Statistics for Data Science. (T-SQL Tuesday 108)

TSQL2SDAY-300x300The invitation to this blog party is here: and it asks for one thing I want to learn that is not SQL Server.  The TL;DR answer is: statistics for data science.

I started working on this earlier this year.  From June to October I took the “Business Intelligence and Data Analytics” certificate program at the University of Victoria. Each class started with a weekend on campus and was followed by a month of assignments to complete off campus. The three classes were:

  1. Business Intelligence and Data Analytics: Basics
  2. Business Intelligence: Dashboard Design
  3. Data Analytics: Model Design

The coursework was all R. I had not used R previously and gotta say I didn’t love it, but I learned enough to ace the assignments and how to google for what I needed. (Lets face it, that’s half the battle of any new language.) By the end of the course we were scraping data from multiple data sources and formats, manipulating the data into a data analytics project and then building descriptive and diagnostic models on that data.

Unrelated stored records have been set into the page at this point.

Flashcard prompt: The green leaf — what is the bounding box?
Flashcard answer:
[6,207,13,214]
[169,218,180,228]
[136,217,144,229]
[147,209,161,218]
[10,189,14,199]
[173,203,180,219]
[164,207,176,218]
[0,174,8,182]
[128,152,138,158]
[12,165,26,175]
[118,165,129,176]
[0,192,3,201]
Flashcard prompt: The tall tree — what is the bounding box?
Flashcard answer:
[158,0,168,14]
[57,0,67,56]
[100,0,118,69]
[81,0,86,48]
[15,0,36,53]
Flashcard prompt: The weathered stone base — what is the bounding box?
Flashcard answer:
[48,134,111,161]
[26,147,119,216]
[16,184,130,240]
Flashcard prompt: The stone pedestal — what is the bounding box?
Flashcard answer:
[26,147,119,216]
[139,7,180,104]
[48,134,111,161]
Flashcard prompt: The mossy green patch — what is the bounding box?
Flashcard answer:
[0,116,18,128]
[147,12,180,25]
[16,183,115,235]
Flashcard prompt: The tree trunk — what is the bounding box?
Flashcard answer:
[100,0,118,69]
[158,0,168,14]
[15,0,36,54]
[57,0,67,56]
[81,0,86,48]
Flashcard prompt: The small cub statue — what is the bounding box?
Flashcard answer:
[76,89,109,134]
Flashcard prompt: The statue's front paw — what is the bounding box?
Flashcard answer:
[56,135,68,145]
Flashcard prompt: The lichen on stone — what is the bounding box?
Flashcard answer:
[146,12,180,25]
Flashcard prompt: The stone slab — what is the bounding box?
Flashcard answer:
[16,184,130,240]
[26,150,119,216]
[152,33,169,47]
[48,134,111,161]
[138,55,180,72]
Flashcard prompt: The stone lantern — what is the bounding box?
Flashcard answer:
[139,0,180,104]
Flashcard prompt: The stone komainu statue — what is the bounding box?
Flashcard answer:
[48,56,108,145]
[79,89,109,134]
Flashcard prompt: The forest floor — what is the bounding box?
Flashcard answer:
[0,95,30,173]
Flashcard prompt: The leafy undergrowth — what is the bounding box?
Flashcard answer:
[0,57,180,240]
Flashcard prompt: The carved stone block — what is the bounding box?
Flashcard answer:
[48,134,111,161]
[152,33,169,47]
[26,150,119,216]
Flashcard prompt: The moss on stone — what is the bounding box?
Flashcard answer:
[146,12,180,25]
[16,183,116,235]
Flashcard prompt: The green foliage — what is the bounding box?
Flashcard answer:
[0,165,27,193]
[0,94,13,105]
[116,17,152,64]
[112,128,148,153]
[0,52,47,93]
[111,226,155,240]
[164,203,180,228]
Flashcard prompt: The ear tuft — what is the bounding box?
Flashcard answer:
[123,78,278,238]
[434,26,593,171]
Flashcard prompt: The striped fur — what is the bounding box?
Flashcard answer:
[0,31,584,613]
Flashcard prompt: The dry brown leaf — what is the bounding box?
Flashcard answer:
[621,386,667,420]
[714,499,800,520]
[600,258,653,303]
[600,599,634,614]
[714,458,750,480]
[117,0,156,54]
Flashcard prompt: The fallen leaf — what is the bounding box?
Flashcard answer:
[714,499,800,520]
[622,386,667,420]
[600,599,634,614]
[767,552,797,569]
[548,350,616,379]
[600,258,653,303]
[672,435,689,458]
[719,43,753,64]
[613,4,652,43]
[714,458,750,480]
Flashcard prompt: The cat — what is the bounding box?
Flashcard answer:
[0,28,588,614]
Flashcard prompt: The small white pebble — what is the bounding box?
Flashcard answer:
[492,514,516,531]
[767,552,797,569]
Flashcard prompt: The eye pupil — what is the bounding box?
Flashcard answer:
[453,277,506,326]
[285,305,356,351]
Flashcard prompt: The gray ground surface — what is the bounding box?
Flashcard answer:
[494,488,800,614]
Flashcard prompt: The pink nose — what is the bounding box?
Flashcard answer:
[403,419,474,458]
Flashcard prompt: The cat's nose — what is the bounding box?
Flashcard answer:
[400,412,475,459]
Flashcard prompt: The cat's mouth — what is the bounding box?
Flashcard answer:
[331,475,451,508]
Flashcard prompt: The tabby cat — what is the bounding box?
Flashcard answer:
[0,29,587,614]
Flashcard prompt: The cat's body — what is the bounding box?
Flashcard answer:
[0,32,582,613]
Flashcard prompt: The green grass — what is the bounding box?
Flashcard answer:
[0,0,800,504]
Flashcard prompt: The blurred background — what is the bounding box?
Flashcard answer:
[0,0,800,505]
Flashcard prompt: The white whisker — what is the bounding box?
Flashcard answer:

The biggest challenge I had with the course was with the statistics. I’ve taken some form of Stats 101 a few times, (first when taking commerce at university, and again taking programming at college,) but nothing that would prepare me for data science. I want a much better understanding of the concepts so I could actually DO a data science project.

Last Monday at PASS Summit ( I took the “Advanced R” pre-con by Dejan Sarka (t), which was a great follow up to the course I’d just finished, but he reinforced what I’d been feeling… I need more stats.

The next few months will be busy so I’ve tried to keep them realistic, but my next steps are to:

  1. In the next couple weeks: Use my commute to listen to an audiobook.  I’ll probably start with “Naked Statistics: Stripping the Dread from the Data“.  If you, dear reader, has a podcast or other audiobook suggestion for me, I’d love to hear it (pun intended).
  2. Following that: Borrow the book: “Practical Statistics for Data Scientists” from work and read up on at least 3 topics (I can’t commit to reading a whole book… I have no time for reading print until next year).
  3. After Christmas: Do a few kaggle competitions and see where else I need to brush up.

Back to School

The countdown is on!  I start the first in a set of three university classes this weekend.  Its been a long time since I attended a college or university class.  Fine, I’ll fess up.  Its been over 18 years(!) since I got my “Computer Systems Technology” diploma from college.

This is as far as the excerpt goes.